LATERAL VIBRATIONS OF STEEL CABLES INCLUDING STRUCTURAL DAMPING

The paper provides theoretical means of predicting structural damping of axially preloaded spiral strands undergoing lateral vibrations due, for example, to vortex-shedding. In line with the previously reported experimental observations and theoretical studies, it is assumed that frequency-independent cable damping arises from the frictional energy dissipation between the individual wires in contact. For pin-ended and axially pre-loaded spiral strands undergoing plane-section bending, it is now possible to show significant variations of the equivalent damping ratio with the type of strand construction details, length of the cable and mode of vibration. This is in contrast to the traditional approaches, which have invariably assumed a constant damping ratio based on rather limited (and sometimes even questionable) experimental observations. Frictional damping ratio is shown to decrease significantly with increasing length of the cable. The theoretical model also suggests that substantially higher damping ratios should be adopted for higher modes of lateral vibration of cables whose construction details (especially their lay angle) can also influence the damping predictions. Some previously published empirical formulations based on large-scale experiments on overhead transmission lines are found to provide encouraging support for the proposed theoretical model.
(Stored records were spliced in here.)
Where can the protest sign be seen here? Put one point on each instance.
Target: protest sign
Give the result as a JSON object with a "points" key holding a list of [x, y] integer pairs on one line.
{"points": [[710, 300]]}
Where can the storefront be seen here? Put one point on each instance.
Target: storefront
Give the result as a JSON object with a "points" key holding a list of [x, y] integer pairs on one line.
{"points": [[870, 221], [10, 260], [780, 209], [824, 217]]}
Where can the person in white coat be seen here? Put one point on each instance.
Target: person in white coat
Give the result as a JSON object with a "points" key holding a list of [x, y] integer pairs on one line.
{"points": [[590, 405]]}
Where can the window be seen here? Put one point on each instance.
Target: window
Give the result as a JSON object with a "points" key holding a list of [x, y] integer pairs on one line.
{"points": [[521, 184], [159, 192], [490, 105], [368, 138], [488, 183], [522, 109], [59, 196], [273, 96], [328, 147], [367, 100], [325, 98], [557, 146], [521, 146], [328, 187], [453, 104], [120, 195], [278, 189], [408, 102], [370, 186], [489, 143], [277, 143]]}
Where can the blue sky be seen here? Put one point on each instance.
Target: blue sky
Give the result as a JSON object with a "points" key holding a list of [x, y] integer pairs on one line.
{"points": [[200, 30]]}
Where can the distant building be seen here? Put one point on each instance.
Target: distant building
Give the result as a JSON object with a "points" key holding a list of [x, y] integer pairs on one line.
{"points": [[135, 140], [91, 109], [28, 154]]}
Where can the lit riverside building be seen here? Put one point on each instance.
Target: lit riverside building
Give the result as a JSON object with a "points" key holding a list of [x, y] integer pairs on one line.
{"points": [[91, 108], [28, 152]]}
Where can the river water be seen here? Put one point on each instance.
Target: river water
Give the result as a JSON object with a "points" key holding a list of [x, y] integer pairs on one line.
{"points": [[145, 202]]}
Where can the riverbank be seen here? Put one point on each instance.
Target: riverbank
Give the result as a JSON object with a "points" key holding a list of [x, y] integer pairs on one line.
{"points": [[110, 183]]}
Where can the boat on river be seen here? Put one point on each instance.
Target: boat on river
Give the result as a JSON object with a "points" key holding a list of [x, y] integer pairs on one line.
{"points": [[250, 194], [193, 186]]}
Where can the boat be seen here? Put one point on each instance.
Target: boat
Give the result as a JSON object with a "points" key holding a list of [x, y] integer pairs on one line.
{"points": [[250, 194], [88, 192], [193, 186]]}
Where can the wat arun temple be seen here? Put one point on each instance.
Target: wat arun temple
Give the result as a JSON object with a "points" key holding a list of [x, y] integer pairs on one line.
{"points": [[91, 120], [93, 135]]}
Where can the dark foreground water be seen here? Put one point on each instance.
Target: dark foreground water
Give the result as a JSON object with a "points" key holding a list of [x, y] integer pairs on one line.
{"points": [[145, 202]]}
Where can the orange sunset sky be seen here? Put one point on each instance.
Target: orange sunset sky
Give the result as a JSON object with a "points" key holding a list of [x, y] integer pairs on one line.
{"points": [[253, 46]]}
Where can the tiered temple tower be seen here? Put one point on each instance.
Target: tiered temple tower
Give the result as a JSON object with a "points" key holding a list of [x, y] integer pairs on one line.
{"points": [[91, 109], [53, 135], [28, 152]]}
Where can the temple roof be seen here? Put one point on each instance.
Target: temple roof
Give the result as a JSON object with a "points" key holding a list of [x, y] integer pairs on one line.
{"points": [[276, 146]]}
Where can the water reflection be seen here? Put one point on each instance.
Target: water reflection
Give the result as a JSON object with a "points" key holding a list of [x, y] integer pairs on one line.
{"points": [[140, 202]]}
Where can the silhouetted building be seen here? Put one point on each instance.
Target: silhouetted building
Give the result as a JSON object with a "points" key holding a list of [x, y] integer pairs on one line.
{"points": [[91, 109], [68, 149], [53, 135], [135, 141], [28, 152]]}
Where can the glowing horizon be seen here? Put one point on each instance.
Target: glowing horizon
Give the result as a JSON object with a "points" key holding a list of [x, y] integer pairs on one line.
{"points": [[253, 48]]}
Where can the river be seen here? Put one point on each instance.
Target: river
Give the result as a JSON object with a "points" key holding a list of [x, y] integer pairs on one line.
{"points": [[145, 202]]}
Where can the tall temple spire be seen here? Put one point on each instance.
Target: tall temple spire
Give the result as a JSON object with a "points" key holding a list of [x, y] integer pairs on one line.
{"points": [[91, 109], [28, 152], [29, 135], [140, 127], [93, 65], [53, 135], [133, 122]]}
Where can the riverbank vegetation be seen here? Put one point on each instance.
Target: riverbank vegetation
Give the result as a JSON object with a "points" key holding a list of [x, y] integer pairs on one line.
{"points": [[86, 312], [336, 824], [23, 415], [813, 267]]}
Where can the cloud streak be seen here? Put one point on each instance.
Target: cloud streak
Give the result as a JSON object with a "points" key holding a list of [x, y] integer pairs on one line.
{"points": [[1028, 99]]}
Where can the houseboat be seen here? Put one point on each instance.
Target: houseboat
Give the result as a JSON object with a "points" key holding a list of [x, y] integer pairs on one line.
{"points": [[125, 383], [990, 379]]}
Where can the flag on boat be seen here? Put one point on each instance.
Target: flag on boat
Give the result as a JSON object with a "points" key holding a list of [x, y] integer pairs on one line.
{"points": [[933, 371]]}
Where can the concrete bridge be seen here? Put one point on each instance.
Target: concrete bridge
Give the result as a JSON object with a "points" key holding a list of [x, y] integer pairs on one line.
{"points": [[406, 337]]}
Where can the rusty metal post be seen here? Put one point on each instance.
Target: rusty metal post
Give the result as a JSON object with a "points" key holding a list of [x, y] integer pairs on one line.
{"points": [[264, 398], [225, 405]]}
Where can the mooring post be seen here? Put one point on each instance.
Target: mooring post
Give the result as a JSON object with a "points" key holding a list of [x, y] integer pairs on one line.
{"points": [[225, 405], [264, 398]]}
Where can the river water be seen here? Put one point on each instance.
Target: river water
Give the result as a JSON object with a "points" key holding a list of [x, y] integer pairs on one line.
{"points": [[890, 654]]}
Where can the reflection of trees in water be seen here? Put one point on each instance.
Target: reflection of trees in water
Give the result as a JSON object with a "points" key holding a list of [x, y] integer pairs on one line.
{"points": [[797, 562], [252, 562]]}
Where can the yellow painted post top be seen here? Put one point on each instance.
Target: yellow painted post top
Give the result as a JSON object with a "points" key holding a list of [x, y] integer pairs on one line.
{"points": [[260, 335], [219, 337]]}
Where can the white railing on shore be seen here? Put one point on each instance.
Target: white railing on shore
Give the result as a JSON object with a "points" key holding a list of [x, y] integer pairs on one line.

The Paper also critically addresses the possible practical limitations of the model in the light of some related large-scale axial and/or torsional experimental observations on steel cables. The present theoretical model provides a more rational insight into the mechanism of damping in lateral vibrations of cables in various applications. In particular, the practical implications of assuming a constant damping ratio (irrespective of the mode of vibration and type of cable construction) for obtaining estimates of maximum amplitudes of vibration under vortex-shedding instabilities, are critically addressed.